アメリカの夏休みは長い。対して宿題は少ない。よって子どもたちはサマーキャンプへ出かけ、親から離れて羽根を伸ばす――。アメリカの夏休みは、このように語られることが多いのではないでしょうか。確かに間違いではありません。アメリカには長期から短期、内容もアクティブ系からアート系、お勉強系まで、実にさまざまなサマーキャンプが存在します。牧場で牛の乳搾り体験とか、湖畔のキャビンに泊まってカヌーの練習とか、NASA のスペースセンターで宇宙飛行体験とか、もう聞いているだけでわくわく心躍り、わが子の将来がぐんぐん開けていく気がしてくる。全てのサマーキャンプに子どもを参加させたくなります。お財布さえ、許せば。
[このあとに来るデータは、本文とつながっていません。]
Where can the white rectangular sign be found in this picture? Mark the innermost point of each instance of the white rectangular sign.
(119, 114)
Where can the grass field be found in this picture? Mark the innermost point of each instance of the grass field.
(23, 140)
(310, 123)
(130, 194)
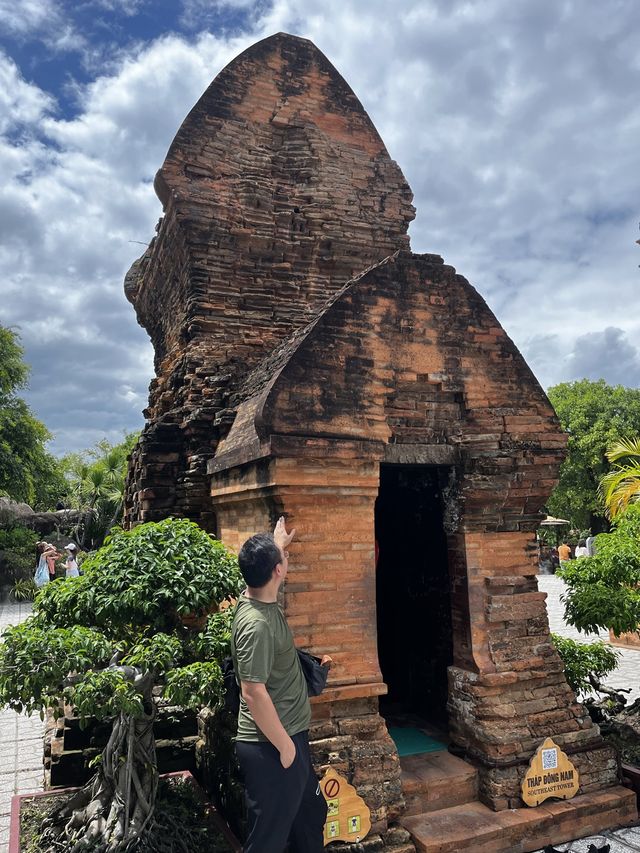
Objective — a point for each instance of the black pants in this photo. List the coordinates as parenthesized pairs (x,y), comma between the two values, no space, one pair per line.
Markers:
(283,805)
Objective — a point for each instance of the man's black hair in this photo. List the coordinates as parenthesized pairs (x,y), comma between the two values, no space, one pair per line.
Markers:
(258,558)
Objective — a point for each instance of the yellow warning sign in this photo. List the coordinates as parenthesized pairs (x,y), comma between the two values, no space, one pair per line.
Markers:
(354,824)
(343,800)
(550,774)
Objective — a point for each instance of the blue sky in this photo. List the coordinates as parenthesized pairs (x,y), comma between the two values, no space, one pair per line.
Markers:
(516,122)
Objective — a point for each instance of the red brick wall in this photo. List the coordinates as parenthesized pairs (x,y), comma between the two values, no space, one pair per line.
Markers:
(277,189)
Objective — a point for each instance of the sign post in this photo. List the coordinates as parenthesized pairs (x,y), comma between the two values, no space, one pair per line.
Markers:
(550,774)
(348,816)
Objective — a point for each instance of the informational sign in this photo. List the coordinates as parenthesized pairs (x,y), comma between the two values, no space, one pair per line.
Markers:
(550,774)
(348,817)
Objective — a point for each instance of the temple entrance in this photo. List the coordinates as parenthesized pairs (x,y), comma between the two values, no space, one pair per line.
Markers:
(413,594)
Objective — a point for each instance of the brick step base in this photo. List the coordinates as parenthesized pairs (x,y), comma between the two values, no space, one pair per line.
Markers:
(437,780)
(475,827)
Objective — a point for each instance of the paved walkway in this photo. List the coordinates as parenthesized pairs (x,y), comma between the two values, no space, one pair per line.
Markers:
(21,736)
(20,742)
(626,675)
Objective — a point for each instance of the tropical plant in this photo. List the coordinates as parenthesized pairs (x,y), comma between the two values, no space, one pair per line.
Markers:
(106,643)
(595,415)
(603,591)
(17,553)
(96,482)
(24,590)
(621,486)
(585,663)
(28,472)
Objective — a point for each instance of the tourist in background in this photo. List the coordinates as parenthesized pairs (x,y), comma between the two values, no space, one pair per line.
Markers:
(51,555)
(41,577)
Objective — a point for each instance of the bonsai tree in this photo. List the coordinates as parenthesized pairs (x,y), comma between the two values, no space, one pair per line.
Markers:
(109,641)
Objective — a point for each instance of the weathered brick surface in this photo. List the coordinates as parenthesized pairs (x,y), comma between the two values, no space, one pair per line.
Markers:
(276,190)
(299,345)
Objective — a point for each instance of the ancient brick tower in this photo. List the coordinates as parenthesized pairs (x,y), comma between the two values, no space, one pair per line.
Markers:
(308,364)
サマーキャンプは、お金がかかります。具体的には、先に上げた牧場体験のキャンプが4泊5日で250ドル(約3万5千円)、湖畔のキャンプが5泊6日で625ドル(約8万6千円)、NASAのキャンプは5泊6日で1499ドル(約20万円)也。アメリカの中でも物価が低いアラバマ州でこうだったので、いわんやニューヨーク、ベイエリアにおいてをや。わがやは結局、どこにも参加させられませんでした。
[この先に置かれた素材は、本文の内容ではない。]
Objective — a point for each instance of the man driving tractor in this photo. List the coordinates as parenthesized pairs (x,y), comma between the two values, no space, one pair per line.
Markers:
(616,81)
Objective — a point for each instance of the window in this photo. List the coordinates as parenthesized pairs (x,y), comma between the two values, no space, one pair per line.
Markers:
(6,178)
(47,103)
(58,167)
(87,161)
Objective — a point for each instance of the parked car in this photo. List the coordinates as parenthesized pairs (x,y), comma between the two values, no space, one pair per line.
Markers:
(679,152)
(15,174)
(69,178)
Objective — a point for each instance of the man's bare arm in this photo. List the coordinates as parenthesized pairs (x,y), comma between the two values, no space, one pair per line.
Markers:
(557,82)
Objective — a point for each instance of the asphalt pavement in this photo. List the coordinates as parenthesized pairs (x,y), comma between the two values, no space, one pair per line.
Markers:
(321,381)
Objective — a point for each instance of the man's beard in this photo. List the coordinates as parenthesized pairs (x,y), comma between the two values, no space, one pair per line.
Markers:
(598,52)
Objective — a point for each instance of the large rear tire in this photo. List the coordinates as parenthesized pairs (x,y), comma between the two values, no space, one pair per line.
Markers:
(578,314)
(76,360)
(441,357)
サマーキャンプの代わりに、夏季限定で催されるファーマーズマーケットや野外映画、屋外プールの情報をせっせと検索し、子どもを連れていきました。猛暑日は涼しい公立図書館で本を読み、美術館や博物館の入場料が無料になる日にはここぞとばかりに足を運びました。アメリカにだって、お金をかけずに夏を楽しむ方法はある。でも、ママ友だちにサマーキャンプに誘われても(うちはそんなお金出せないや)と断らなければいけない悲しさ、手の届かない多種多様な教育プログラムを横目に(こうして幼少期から差が開いていくんだな)と親の経済力と子の学力の相関関係を、身をもって感じる虚しさ、子どもへのそこはかとない罪悪感は、どうすることもできませんでした。